В Клинике у него был особый статус. В его комнату поставили пианино: порой он — в домашних туфлях и с шелковым платком на шее — целыми днями сидел там, не вставая со своего табурета, наигрывал по памяти любимые мелодии или же болтал со мною. И, в отличие от всех остальных, он мог получать письма, звонить по телефону… Правда, сумасшедшим его никто и никогда не считал.
Именно он однажды сообщил мне, что в результате перестановок в правительстве — мой брат был назначен министром. Да, министром! Лобо понимал, что я буду этим неприятно поражен, ибо знал от меня во всех подробностях, каким проходимцем был Селим. Поэтому он удостоверился, что я успел выпить до дна свой утренний «кофе», и лишь затем оглушил меня этой новостью.
Я пребывал в полной прострации — больше, чем обычно, ибо прострация была тогда моим естественным состоянием. И Лобо утешил меня на свой манер:
— Ты не должен слишком уж удивляться этому, Оссиан. Помни, что у твоего брата всегда будет неоспоримое преимущество перед тобой.
— Что это за преимущество? — спросил я.
— Он брат бывшего участника Сопротивления, тогда как ты всего лишь брат бывшего контрабандиста.
Я рассмеялся. И горечь прошла.
Итак, в то время как брат мой процветал, наживая богатство и известность, я все глубже погружался в пропасть — с вечной улыбкой блаженного на устах… Годы шли, но я уже давно — слишком давно — потерял всякую надежду.
Как вдруг что-то зашевелилось. Некий служитель Провидения вытащил из запылившегося ящика папку моей жизни и вновь заглянул в нее — более благожелательным взглядом…
Орудием же Провидения стала моя дочь Надя. Которая совсем недавно приехала в Париж с целью поступить в университет.
Да, Надя. Я тоже помнил ее новорожденной, но ей было уже почти двадцать лет. Она подчинялась лишь своим многочисленным бунтарским порывам. Ей опротивел наш Левант, где одна война сменялась другой. И она жаждала поскорее вырваться оттуда.
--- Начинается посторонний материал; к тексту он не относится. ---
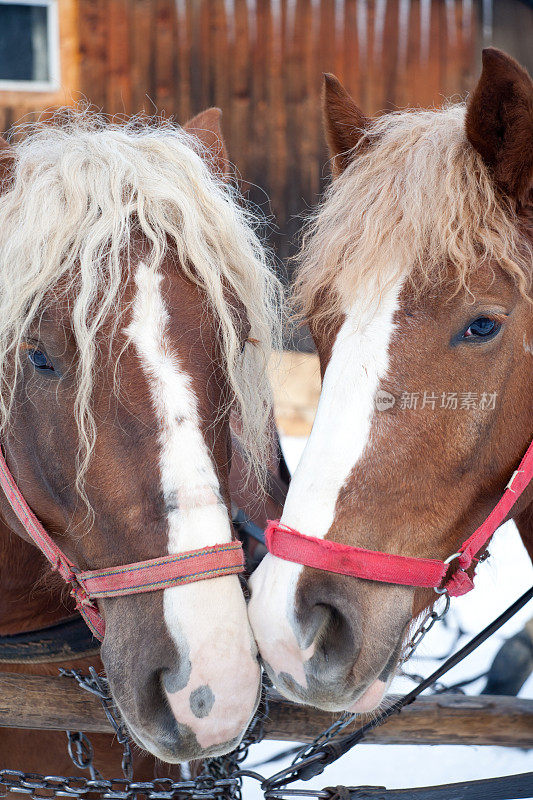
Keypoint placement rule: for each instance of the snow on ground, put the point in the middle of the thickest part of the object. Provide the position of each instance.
(500, 581)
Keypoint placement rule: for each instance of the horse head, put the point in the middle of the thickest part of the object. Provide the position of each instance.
(415, 278)
(137, 311)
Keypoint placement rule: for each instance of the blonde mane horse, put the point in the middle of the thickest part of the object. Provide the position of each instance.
(137, 309)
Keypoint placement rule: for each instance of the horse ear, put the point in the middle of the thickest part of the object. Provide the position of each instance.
(6, 162)
(499, 122)
(206, 127)
(344, 122)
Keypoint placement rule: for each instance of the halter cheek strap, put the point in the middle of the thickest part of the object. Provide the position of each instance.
(291, 545)
(143, 576)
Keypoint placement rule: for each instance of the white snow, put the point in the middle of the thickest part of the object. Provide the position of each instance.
(499, 581)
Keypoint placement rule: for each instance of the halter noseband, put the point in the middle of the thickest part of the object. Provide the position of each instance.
(287, 543)
(143, 576)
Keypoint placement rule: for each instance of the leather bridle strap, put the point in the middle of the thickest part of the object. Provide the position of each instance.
(143, 576)
(291, 545)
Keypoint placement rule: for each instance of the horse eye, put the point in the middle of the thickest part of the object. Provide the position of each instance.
(482, 328)
(40, 360)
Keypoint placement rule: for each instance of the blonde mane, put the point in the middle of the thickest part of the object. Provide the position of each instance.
(79, 189)
(416, 197)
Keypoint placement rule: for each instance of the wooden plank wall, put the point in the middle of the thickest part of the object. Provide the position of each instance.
(24, 106)
(261, 61)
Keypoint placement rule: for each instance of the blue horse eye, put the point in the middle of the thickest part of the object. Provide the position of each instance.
(482, 328)
(39, 359)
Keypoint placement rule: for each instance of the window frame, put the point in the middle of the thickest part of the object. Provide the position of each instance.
(54, 67)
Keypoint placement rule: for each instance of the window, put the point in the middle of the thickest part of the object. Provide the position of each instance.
(29, 45)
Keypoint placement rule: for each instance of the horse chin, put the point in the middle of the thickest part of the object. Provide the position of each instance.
(172, 754)
(370, 699)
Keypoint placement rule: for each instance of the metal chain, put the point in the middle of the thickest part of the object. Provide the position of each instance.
(81, 753)
(51, 786)
(99, 686)
(221, 777)
(228, 766)
(425, 626)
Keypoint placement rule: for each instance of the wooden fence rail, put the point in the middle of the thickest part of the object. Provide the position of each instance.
(51, 703)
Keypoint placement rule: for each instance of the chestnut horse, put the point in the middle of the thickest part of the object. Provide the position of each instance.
(137, 310)
(416, 280)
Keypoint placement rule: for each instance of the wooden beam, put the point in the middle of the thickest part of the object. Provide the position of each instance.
(437, 719)
(46, 703)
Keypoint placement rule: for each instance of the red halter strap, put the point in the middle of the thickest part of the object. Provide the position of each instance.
(287, 543)
(143, 576)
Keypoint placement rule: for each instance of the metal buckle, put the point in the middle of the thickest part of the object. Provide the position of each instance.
(511, 481)
(447, 561)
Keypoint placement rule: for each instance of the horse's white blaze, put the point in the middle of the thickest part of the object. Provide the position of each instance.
(207, 620)
(359, 360)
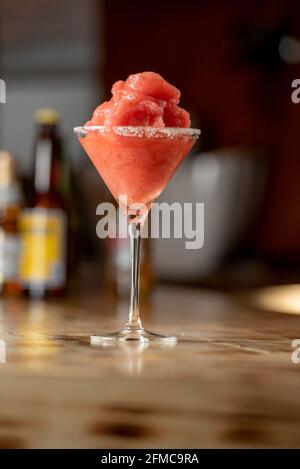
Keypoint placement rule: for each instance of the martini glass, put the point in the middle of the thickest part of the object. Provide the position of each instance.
(136, 164)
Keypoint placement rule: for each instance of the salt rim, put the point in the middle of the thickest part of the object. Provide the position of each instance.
(150, 132)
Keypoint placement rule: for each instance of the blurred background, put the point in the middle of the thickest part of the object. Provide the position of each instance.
(234, 63)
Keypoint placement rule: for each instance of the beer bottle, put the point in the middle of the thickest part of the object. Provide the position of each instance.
(43, 226)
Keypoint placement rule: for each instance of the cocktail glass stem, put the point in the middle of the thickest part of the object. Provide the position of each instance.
(134, 231)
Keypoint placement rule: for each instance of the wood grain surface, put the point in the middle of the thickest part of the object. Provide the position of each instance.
(229, 382)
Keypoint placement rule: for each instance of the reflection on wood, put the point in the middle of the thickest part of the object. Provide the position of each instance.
(228, 382)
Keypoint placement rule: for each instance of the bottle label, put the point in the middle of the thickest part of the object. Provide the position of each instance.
(9, 256)
(43, 248)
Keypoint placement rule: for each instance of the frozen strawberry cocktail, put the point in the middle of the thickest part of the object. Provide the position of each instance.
(136, 140)
(133, 139)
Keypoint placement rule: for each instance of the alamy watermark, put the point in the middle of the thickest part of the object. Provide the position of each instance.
(2, 91)
(177, 220)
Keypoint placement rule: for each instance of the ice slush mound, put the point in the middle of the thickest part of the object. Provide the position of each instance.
(144, 99)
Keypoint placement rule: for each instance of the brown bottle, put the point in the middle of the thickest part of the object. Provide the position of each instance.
(10, 206)
(43, 267)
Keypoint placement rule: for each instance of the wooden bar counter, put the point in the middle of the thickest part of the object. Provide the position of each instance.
(229, 382)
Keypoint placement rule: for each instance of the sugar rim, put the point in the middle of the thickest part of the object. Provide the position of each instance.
(131, 131)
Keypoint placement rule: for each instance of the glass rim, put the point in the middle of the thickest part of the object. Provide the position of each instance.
(140, 131)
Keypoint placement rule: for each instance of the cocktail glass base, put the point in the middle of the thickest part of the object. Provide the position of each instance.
(132, 334)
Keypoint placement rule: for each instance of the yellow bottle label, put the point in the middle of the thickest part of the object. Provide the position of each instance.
(43, 248)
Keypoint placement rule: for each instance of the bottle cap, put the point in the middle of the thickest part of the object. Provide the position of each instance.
(46, 116)
(7, 168)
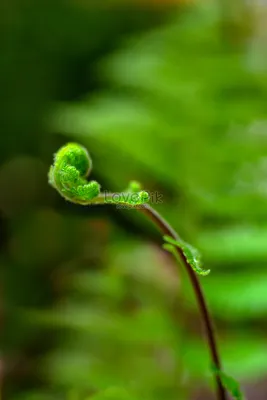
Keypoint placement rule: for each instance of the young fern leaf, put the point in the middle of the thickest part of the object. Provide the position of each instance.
(230, 384)
(72, 165)
(68, 175)
(191, 254)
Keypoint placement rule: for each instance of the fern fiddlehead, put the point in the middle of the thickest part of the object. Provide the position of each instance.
(72, 165)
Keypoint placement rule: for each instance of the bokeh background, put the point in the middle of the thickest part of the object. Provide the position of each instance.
(170, 93)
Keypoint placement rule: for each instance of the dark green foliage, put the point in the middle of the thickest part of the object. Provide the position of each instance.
(180, 107)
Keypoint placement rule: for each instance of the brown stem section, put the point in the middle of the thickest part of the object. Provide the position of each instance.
(166, 229)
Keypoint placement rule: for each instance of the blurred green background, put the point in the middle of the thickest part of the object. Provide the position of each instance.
(173, 95)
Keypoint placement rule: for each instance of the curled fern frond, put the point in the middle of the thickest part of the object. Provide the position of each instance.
(72, 164)
(68, 175)
(191, 254)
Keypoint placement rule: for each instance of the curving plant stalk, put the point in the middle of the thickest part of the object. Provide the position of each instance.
(72, 165)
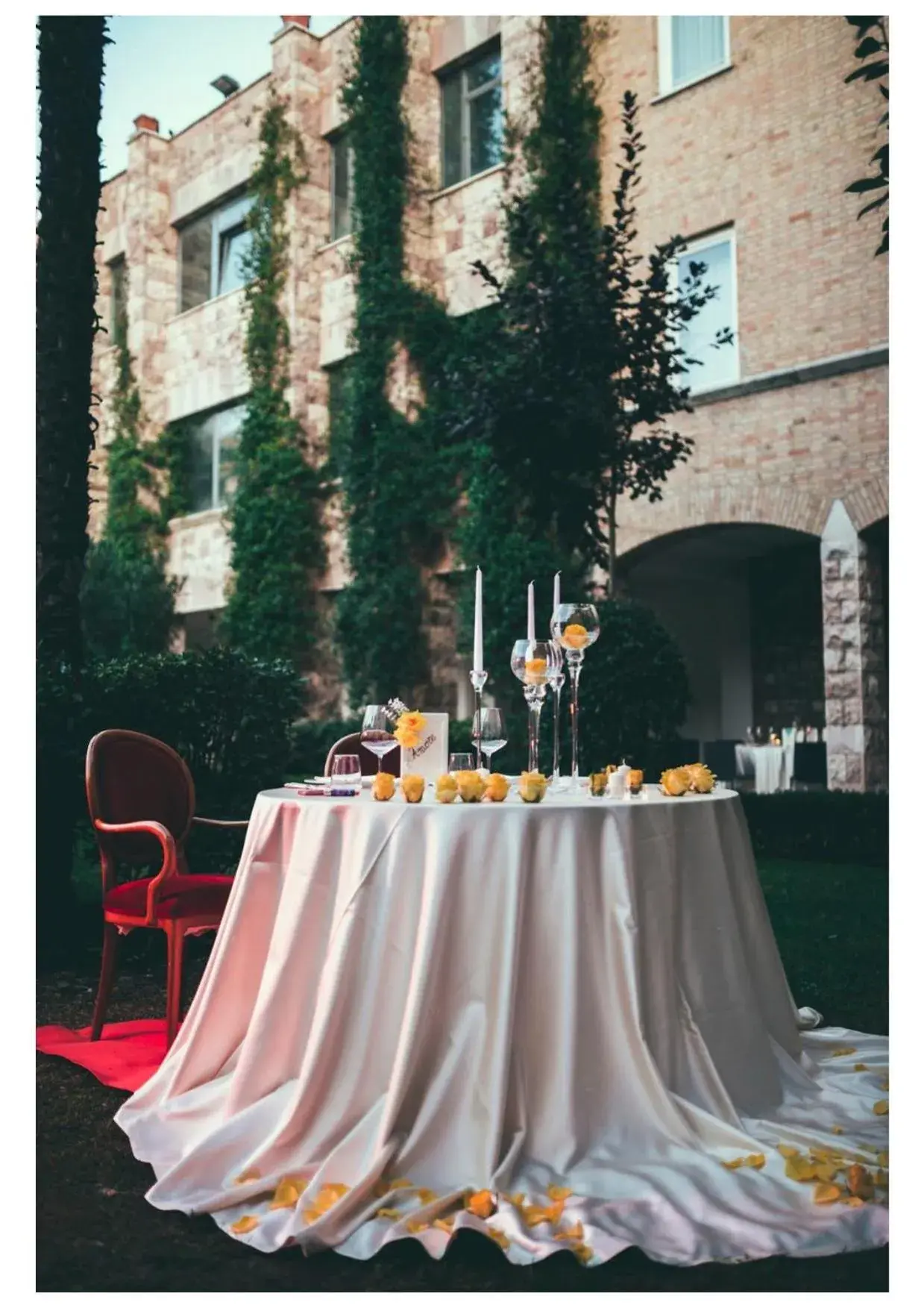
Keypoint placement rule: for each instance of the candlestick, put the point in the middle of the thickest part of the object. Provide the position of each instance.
(479, 656)
(477, 677)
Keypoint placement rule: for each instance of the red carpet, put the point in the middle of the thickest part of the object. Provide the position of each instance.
(128, 1054)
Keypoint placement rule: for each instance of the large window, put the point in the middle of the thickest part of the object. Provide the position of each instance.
(717, 365)
(342, 187)
(212, 251)
(472, 116)
(118, 297)
(689, 48)
(213, 458)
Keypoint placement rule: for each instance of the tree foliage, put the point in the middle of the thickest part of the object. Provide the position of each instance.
(872, 51)
(277, 545)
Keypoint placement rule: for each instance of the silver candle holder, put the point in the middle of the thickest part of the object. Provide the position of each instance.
(477, 680)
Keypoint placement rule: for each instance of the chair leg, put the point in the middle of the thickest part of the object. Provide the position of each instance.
(106, 974)
(174, 977)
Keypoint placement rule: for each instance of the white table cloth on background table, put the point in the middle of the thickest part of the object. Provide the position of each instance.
(769, 764)
(585, 993)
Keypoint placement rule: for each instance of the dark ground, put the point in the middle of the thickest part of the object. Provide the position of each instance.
(95, 1233)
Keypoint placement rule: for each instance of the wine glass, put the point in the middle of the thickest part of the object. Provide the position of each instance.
(491, 731)
(532, 662)
(375, 734)
(575, 628)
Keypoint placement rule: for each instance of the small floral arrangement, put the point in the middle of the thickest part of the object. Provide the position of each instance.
(412, 788)
(409, 729)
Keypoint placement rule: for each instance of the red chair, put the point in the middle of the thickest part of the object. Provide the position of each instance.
(142, 804)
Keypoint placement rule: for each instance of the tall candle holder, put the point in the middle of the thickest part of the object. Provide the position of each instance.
(556, 683)
(575, 627)
(477, 680)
Не в силах удержать при себе дочь и опасаясь отпускать ее одну, Клара взяла с нее обещание связаться с несколькими своими старыми друзьями из героической эпохи. Вот почему Надя встретилась с Бертраном. Полагаю, он уже не был министром, но оставался персоной влиятельной и, разумеется, одним из виднейших участников Сопротивления.
Оробев в присутствии столь выдающегося человека, который принимал ее в роскошной гостиной и разглядывал с легкой улыбкой, она забилась в кресло и сочла необходимым сразу же объяснить причину своего посещения. На самом деле Бертран пытался обнаружить в ее лице слившиеся воедино черты обоих родителей.
— Мама настаивала, чтобы я зашла к вам. Кажется, вы познакомились с ней во время войны…
— Стало быть, ты Надя. Надя Кетабдар. Конечно же, я знал твою мать и твоего отца тоже, они прекрасно проявили себя в период оккупации. Двое чудесных товарищей. Двое незабвенных друзей.
Бертран смущенно запнулся на словах «твоего отца». Это была словно вспышка тут же погасшей молнии. Он начал рассказывать обо мне. О нашей встрече в Монпелье, о наших спорах, нашей борьбе, наших страхах — и о подвигах Баку, неуловимого Баку. Надя слушала его, замерев. Кое-что она знала от матери, но было много такого, о чем ей было неведомо. Теперь она лучше представляла себе молодого человека, которому суждено было стать ее отцом.